In the Phase Ia study, PPL-100 demonstrated a half-life of up to 36 hours, indicating its potential for once-daily administration. Although protease inhibitors are a key component in the standard of care for HIV, none are once daily. The only marketed, once-daily, single-pill HIV treatment is Atripla, which does not contain a protease inhibitor.
PPL-100's long half-life contributes to benefits other than once-daily convenience, said Chandra Panchal, executive vice president of business development, licensing and intellectual property at Ambrilia. The drug is "maintained in the body at certain levels," which makes patients "less likely to get resistance." It also "allows forgiveness in case patients forget to take a dose."
Studies have shown the drug to be well tolerated and to have a high genetic barrier that could make it more difficult for the HIV virus to develop resistant strains, the company said, noting that it also might increase the sensitivity of the virus to some existing protease inhibitors. Those early findings indicate the potential for once-daily, un-boosted use both in first-line and drug-resistant HIV.
Like other protease inhibitors, PPL-100 binds specifically to HIV-1 protease, an enzyme involved in the virus' maturation. Inhibiting that enzyme results in the formation of immature and non-infectious viral particles. PPL-100 is based on the amino acid lysine but has a unique structure and does not induce the activities of CYP3A4 and 2C9 enzymes, which are responsible for the side effects of some other protease inhibitors. Panchal said PPL-100 actually inhibits CYP3A4.

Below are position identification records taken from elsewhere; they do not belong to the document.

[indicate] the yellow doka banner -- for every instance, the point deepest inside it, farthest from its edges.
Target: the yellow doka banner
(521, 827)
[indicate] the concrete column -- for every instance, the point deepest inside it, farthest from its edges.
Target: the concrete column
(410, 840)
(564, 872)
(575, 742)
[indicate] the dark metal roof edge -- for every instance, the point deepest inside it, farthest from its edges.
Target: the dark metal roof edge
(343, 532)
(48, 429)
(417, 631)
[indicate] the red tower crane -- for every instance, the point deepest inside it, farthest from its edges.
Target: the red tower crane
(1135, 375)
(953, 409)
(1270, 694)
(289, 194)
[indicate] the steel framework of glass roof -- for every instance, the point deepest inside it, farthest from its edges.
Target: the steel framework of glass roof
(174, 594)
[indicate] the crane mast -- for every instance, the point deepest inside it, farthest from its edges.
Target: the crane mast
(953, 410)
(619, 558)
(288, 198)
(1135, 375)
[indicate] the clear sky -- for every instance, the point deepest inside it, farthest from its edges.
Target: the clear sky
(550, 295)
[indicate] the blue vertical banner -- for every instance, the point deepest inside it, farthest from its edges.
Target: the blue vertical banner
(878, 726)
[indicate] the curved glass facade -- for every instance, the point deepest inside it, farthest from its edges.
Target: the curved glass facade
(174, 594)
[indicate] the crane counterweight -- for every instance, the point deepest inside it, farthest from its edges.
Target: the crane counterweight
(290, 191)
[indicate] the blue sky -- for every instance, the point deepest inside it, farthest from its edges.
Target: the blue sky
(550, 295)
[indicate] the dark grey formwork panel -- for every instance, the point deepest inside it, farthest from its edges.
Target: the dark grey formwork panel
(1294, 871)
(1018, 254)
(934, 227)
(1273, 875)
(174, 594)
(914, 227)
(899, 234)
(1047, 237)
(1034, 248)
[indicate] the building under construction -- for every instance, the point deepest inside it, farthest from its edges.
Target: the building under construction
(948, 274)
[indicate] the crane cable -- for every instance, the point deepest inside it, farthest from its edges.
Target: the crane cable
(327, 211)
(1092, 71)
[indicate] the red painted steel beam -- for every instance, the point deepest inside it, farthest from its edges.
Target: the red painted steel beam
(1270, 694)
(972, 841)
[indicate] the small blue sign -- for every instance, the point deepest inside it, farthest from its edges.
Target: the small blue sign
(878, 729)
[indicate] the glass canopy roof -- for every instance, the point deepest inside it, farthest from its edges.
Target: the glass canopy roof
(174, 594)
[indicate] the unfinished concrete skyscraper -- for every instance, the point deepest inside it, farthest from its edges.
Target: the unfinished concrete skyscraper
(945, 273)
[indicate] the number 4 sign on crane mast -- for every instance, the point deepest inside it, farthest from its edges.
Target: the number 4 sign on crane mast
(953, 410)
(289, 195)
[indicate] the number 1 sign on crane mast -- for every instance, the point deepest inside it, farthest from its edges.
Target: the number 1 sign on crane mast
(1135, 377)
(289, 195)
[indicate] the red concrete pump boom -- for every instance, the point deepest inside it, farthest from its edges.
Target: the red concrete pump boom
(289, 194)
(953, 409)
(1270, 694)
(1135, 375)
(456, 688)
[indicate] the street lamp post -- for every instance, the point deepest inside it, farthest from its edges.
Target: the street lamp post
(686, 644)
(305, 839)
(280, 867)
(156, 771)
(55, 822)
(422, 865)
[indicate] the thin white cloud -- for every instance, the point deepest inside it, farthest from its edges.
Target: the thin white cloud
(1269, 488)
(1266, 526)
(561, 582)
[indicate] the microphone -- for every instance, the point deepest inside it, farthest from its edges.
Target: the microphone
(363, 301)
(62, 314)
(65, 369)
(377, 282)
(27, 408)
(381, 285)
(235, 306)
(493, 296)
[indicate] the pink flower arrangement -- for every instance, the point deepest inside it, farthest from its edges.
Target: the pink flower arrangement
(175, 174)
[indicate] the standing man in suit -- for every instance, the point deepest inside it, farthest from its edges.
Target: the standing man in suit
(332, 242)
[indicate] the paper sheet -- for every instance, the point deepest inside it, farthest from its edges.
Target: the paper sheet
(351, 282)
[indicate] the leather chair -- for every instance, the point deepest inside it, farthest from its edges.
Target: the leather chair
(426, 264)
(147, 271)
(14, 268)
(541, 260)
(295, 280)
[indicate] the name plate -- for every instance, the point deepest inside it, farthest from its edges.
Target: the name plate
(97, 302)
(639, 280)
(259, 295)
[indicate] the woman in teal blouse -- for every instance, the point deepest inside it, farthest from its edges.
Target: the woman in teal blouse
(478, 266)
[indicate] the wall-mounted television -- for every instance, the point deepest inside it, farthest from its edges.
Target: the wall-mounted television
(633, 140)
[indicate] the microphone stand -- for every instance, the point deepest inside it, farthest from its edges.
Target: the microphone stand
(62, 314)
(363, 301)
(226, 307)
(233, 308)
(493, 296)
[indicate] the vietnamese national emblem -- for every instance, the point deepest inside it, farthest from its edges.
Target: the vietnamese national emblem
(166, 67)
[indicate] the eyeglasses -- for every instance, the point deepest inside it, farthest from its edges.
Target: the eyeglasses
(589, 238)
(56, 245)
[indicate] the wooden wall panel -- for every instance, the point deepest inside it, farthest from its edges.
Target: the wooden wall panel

When Ambrilia completes its ongoing Phase I repeat-dose pharmacokinetic study next month, Merck plans to initiate additional Phase I trials, Janet Skidmore, director of media relations at Merck told BioWorld Today. Skidmore added that the Ambrilia deal demonstrates Merck's "continued commitment" to HIV/AIDS, a field in which it has conducted research for "more than two decades."
Merck's existing HIV franchise includes the protease inhibitor Crixivan (indinavir sulfate), which it markets worldwide; the non-nucleoside reverse transcriptase inhibitor (NNRTI) efavirenz, which it markets in some countries outside of the U.S. as Stocrin; and the combination pill Atripla, which it plans to market with Gilead Sciences Inc. in developing countries and which Gilead markets with Bristol-Myers Squibb Co. in the U.S.
Merck also is developing a Phase II HIV vaccine, V526, and a Phase III integrase inhibitor, MK0518, which Skidmore said will be submitted to the FDA in 2007.
Ambrilia also has other HIV programs in development, namely an SPC3 fusion inhibitor and an integrase inhibitor, both of which are early stage. The company's pipeline also includes four oncology product candidates and an early stage peptide program in virology. M der said the lead oncology drug, a prolonged-release formulation of octreotide for pituitary tumors, will be submitted for regulatory approval next year.